Mucho se ha escrito y hablado ya sobre el fenómeno migratorio en nuestro país y son innumerables las cifras, datos y porcentajes que argumentan tanto los aspectos positivos como negativos de la influencia de la comunidad extranjera en la sociedad española. Suficientes para que cada cual pueda sacar sus propias conclusiones, aunque, probablemente, no sea ni tanto ni tan calvo. 

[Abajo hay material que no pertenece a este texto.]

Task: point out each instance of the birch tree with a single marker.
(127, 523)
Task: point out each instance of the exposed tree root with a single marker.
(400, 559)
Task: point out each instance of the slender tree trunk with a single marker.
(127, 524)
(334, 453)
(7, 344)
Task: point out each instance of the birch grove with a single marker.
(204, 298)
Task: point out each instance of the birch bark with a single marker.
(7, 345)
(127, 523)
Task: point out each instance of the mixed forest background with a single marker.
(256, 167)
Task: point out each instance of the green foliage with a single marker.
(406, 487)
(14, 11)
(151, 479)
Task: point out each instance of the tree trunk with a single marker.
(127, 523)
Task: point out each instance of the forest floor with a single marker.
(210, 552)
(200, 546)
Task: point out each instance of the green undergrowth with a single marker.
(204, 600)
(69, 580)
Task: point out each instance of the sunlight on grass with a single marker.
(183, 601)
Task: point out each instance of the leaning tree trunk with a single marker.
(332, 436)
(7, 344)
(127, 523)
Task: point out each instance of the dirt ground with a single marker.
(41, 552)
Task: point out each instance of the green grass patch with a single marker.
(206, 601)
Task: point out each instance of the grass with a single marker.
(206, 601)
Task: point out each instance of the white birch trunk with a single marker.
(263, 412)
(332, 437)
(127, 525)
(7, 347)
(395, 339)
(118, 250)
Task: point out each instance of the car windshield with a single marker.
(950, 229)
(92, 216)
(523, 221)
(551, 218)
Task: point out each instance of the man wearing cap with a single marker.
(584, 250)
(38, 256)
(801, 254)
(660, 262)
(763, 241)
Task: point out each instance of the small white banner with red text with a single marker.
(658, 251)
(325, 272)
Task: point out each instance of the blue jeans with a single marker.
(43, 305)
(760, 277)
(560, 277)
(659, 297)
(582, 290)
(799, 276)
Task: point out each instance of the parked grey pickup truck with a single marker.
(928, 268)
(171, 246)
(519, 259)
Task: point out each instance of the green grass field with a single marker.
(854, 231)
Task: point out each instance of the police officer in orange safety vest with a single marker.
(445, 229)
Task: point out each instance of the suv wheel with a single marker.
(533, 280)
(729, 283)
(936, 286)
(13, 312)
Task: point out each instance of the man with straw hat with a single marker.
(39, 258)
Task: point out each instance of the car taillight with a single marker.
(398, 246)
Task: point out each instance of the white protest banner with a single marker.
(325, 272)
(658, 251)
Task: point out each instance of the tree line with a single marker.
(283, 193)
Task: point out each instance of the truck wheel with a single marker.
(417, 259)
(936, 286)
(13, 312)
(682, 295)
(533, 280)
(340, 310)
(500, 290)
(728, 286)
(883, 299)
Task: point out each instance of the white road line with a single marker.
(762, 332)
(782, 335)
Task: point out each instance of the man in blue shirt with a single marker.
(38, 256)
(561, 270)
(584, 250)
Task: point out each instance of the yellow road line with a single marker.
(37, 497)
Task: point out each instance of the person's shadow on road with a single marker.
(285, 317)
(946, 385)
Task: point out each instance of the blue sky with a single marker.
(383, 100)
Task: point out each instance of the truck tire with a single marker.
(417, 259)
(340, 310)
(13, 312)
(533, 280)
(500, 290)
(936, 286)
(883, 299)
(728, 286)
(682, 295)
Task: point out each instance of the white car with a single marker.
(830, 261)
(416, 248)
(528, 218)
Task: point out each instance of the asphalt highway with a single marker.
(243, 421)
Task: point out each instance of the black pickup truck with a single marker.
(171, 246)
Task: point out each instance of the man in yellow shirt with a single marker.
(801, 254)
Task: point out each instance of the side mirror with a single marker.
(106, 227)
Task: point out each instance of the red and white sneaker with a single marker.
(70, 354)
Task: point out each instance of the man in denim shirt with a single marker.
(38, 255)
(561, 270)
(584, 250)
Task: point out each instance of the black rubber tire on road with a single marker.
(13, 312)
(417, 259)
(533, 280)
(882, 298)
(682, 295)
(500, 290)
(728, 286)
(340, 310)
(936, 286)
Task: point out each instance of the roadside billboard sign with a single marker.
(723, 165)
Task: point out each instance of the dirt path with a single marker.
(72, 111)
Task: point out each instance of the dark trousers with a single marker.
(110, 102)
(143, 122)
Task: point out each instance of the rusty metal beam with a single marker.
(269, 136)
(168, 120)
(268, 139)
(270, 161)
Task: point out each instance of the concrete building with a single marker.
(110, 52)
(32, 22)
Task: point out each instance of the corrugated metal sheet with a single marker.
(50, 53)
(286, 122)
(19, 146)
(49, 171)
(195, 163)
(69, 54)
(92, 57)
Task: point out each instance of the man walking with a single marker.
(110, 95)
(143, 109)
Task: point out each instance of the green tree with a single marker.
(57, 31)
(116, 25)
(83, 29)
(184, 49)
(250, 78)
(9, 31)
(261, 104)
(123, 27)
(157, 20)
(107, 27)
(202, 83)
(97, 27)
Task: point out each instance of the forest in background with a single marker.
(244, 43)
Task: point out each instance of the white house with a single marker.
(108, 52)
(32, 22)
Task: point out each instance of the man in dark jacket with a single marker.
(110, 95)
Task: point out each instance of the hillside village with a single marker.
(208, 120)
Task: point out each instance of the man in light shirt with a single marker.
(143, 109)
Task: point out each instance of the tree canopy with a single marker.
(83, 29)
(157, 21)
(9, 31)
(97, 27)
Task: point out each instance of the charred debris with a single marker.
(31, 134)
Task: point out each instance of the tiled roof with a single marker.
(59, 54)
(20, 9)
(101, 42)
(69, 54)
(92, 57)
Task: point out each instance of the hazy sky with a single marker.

Por otro lado, aunque los estudios demoscópicos reflejen una preocupante deriva racista, me asalta una duda: ¿Estaremos utilizando, al igual que la doble moral, un doble rasero para medir nuestro nivel de racismo y xenofobia? Porque atendiendo al significado literal de la palabra, más que una deriva racista, parece más bien una deriva clasista. Seguro que no miramos con los mismos ojos a un negro africano llegado en patera que a un cirujano afroamericano aterrizado en Barajas (ambos son negros). O a un marroquí mal vestido en busca de trabajo que a un ingeniero saudí aseado y luciendo camisa de Ralph Laurent (ambos son árabes). Entonces, ¿somos o no somos racistas? ¿O solo de vez en cuando y según con quién? ¿Y xenófobos? Es curioso que mientras estigmatizamos a comunidades como la magrebí o la sudamericana, entre otras, aceptamos sin reparos, por ejemplo, a la comunidad china o a las grandes colonias de residentes alemanes y británicos. Por tanto, al parecer, digo yo, no sentimos tanta hostilidad como parece hacia el extranjero. Ya me quedo más tranquilo.